Viral führte sie in das Refektorium und von dort in einen langen Gang. Er öffnete eine Tür und dahinter lag eine steile Treppe, die in den Keller des Klosters führte. Sie schien ihnen endlos, als sie sie hinabstiegen und Eleonora hatte das Gefühl, als würden sie in den Bauch eines Ungeheuers gezogen.
Am Ende der Treppe gelangten sie in einen höhlenartigen Gang, dessen steinerne Wände schienen, als wären sie direkt aus dem Berg herausgehauen.
Der Gang mündete in einen großen ovalen Raum. Der Abt stellte die Lampe ab und machte die Fackeln an den Wänden an. Es herrschte eine düstere Atmosphäre hier. Eleonora schauderte, als sie sich umblickte. Der Raum war unmöbliert, bis auf einen kleinen Tisch, der am Eingang stand.
»Stellt euch hier hin«, sagte der Abt und deutete auf die Mitte des Raumes. Dann trat er hinter sie. Eleonoras Nackenhaare sträubten sich, als er anfing, seltsame Formeln zu murmeln.
Zuerst geschah gar nichts. Dann wurde ein kühler Luftzug spürbar und der Boden fing an zu leuchten. Kleine Flämmchen züngelten hoch und Dorian, der sich umsah, bemerkte dass die Flammen um sie herum einen Ring bildeten. Abt Viral klatschte in die Hände und zischte das letzte Wort: »Beschin.«
In dem Moment schossen die Flämmchen zu mannshohen Flammen auf, von denen sie nun eingeschlossen waren. Sie fühlten sich nun alle unbehaglich und sahen sich beunruhigt um. Abt Viral stand außerhalb des Flammenringes und ließ nun ein meckerndes Lachen hören.

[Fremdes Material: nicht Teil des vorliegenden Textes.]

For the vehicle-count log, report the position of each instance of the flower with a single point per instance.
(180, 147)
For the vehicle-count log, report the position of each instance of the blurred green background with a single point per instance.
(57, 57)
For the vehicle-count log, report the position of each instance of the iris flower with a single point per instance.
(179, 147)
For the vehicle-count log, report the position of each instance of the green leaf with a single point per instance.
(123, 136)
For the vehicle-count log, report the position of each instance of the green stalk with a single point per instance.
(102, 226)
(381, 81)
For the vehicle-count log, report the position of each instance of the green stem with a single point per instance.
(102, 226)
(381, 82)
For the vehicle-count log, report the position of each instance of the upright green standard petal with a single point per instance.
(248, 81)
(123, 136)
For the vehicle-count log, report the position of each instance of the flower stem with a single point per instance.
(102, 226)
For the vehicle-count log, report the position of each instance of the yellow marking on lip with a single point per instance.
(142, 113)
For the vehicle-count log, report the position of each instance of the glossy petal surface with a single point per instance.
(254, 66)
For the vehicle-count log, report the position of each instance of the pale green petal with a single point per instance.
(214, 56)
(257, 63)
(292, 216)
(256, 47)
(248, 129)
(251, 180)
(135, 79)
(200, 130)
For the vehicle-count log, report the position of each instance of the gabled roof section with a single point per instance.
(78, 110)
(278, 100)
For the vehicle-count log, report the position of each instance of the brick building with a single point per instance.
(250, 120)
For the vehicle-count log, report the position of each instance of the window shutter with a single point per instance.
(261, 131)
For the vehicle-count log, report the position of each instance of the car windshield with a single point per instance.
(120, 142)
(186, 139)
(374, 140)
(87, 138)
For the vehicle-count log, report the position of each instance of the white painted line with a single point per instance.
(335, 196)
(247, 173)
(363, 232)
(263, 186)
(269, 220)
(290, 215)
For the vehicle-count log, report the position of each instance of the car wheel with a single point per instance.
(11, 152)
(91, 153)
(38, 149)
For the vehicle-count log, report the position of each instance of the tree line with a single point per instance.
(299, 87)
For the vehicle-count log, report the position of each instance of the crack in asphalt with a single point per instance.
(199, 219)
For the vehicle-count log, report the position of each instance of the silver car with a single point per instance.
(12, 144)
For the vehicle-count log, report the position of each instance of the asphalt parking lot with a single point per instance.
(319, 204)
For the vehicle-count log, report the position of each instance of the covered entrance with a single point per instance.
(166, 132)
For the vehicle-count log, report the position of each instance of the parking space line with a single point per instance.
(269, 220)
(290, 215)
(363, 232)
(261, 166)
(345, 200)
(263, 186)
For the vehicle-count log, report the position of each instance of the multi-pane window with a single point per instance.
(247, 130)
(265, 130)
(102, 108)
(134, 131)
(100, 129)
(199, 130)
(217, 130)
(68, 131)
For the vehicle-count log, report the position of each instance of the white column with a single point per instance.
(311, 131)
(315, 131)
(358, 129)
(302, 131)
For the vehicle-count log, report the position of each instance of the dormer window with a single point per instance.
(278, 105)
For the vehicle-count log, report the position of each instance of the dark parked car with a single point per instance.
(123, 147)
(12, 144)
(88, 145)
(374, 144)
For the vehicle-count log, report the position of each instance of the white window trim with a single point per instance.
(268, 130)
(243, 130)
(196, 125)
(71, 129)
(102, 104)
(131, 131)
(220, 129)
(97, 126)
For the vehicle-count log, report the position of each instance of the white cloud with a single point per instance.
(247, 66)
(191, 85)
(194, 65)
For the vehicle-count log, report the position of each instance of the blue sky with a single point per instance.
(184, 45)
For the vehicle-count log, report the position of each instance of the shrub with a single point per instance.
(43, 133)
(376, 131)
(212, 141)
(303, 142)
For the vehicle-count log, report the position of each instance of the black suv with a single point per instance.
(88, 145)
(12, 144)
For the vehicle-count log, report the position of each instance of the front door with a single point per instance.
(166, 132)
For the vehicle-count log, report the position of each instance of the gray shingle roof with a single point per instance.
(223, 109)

Das war zuviel. Die drei Vampire machten einen Schritt auf die Flammen zu, in Richtung der Tür durch die sie diesen Raum betreten hatten. Doch das Feuer fuhr wütend in die Höhe und bildete eine undurchdringliche Wand vor ihnen.

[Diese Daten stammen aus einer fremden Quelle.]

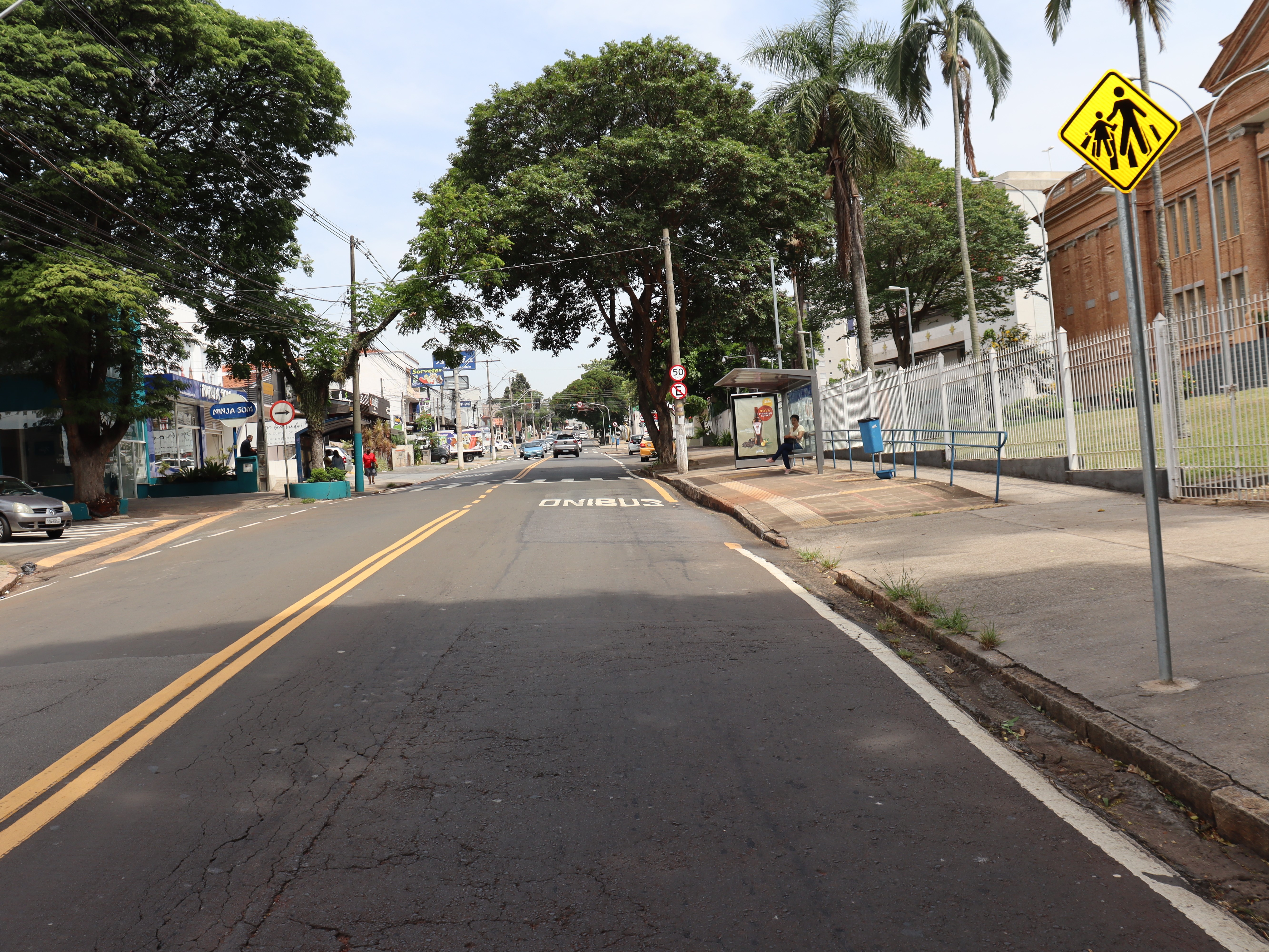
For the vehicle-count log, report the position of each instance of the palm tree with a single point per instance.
(819, 60)
(948, 29)
(1056, 13)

Noch bevor sie überlegen konnten, was sie tun sollten, bildete sich dichter Rauch um sie herum. Sie husteten und ihre Augen tränten.
Plötzlich wurde schemenhaft eine Gestalt in den Rauchwolken sichtbar. Sie versuchten zu erkennen, wer da bei ihnen war. Langsam nahm die Gestalt immer mehr Form an. Als sie sich so verdichtet hatte, dass auch das Gesicht erkennbar wurde, streckte das Wesen eine Hand aus und schleuderte Dorian feinen Staub ins Gesicht.

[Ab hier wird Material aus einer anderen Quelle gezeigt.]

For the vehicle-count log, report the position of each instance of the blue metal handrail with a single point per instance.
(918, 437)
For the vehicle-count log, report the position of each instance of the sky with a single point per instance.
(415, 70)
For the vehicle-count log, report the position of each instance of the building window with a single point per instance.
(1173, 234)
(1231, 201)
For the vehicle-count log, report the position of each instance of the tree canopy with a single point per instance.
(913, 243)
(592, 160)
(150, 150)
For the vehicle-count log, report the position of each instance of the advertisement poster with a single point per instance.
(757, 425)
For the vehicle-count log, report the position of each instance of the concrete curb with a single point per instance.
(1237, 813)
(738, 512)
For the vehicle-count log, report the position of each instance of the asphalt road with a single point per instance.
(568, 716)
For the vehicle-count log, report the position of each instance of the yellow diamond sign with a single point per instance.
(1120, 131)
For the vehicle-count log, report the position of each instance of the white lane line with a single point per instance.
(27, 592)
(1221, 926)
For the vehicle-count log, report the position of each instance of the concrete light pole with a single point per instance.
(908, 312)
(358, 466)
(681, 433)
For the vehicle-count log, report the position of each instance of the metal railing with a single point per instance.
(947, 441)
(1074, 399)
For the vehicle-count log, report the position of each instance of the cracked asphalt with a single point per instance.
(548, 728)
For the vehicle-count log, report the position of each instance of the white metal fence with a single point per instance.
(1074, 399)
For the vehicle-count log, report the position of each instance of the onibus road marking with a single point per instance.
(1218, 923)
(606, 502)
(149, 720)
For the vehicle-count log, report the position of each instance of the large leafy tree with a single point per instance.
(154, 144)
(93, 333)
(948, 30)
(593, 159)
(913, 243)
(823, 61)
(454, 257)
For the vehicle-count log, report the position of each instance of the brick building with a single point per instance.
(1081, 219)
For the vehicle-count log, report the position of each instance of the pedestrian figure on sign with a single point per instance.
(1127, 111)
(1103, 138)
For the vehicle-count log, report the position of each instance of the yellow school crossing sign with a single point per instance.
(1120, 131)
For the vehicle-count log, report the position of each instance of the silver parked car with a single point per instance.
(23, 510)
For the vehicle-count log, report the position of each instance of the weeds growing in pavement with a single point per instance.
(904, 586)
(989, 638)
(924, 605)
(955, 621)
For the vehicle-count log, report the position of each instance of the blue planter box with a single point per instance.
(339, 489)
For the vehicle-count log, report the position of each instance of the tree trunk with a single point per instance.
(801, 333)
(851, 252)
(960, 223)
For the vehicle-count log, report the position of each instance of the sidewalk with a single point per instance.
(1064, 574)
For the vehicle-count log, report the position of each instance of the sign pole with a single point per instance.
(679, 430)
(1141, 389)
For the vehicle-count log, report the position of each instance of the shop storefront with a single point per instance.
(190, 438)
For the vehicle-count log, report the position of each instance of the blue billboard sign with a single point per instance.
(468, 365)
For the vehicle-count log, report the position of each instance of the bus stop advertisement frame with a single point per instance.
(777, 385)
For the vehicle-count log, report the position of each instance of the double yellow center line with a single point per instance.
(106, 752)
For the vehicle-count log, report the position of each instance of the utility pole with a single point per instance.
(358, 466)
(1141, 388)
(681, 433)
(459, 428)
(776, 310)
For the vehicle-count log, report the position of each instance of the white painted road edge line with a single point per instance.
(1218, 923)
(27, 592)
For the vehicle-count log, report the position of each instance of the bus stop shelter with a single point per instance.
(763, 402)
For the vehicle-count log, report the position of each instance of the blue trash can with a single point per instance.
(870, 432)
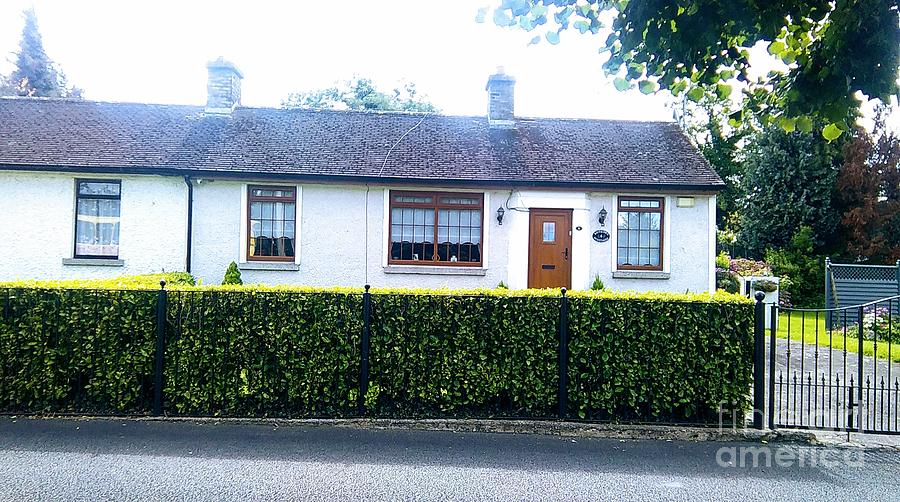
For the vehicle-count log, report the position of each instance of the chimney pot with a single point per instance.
(501, 102)
(223, 88)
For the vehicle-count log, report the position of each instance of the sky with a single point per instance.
(156, 52)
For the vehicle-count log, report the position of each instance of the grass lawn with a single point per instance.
(836, 340)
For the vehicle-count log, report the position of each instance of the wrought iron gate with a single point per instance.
(835, 369)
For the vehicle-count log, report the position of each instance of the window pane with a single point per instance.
(634, 220)
(98, 188)
(549, 231)
(97, 227)
(633, 256)
(645, 220)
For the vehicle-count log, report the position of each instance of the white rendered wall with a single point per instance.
(37, 215)
(689, 246)
(332, 240)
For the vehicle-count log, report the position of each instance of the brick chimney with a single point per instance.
(501, 106)
(223, 89)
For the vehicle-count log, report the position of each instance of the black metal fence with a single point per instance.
(292, 354)
(836, 369)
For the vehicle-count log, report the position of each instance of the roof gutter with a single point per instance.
(380, 180)
(190, 224)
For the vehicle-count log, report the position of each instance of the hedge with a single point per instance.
(295, 352)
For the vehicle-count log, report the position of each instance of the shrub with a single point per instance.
(765, 286)
(280, 351)
(723, 260)
(727, 281)
(232, 275)
(801, 270)
(146, 281)
(746, 267)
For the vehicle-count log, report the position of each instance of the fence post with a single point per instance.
(759, 362)
(364, 352)
(859, 370)
(828, 297)
(162, 301)
(773, 328)
(563, 354)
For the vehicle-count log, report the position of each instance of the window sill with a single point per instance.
(433, 270)
(640, 274)
(93, 262)
(269, 265)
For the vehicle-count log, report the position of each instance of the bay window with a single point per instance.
(271, 224)
(640, 233)
(435, 228)
(97, 207)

Cordelia und Eleonora, fingen ihn auf, als er bewusstlos zu Boden sackte.
Noch bevor die beiden Frauen reagieren konnten, wurden sie angegriffen. Es waren ein Dutzend Mönche, die in den Raum eindrangen und versuchten sie zu überwältigen.
Die Vampirinnen kämpften mit ihnen und es sah so aus, als würden sie gewinnen.
Da trat Abt Viral an Cordelia heran und drückte ihr eine Handvoll scharf riechenden Pulvers an Nase und Mund. Sofort wurde sie von bleierner Müdigkeit erfasst und während sie darum rang nicht das Bewusstsein zu verlieren, wandte sich die Gestalt im dichten Rauch ihr zu.
Cordelia glaubte, ihren Augen nicht zu trauen. Es war Siegbert, der da vor ihr stand.
Sie sah, wie er den schlaffen Körper ihres Bruders mit sich zog, ihn festhielt und etwas unverständliches murmelte.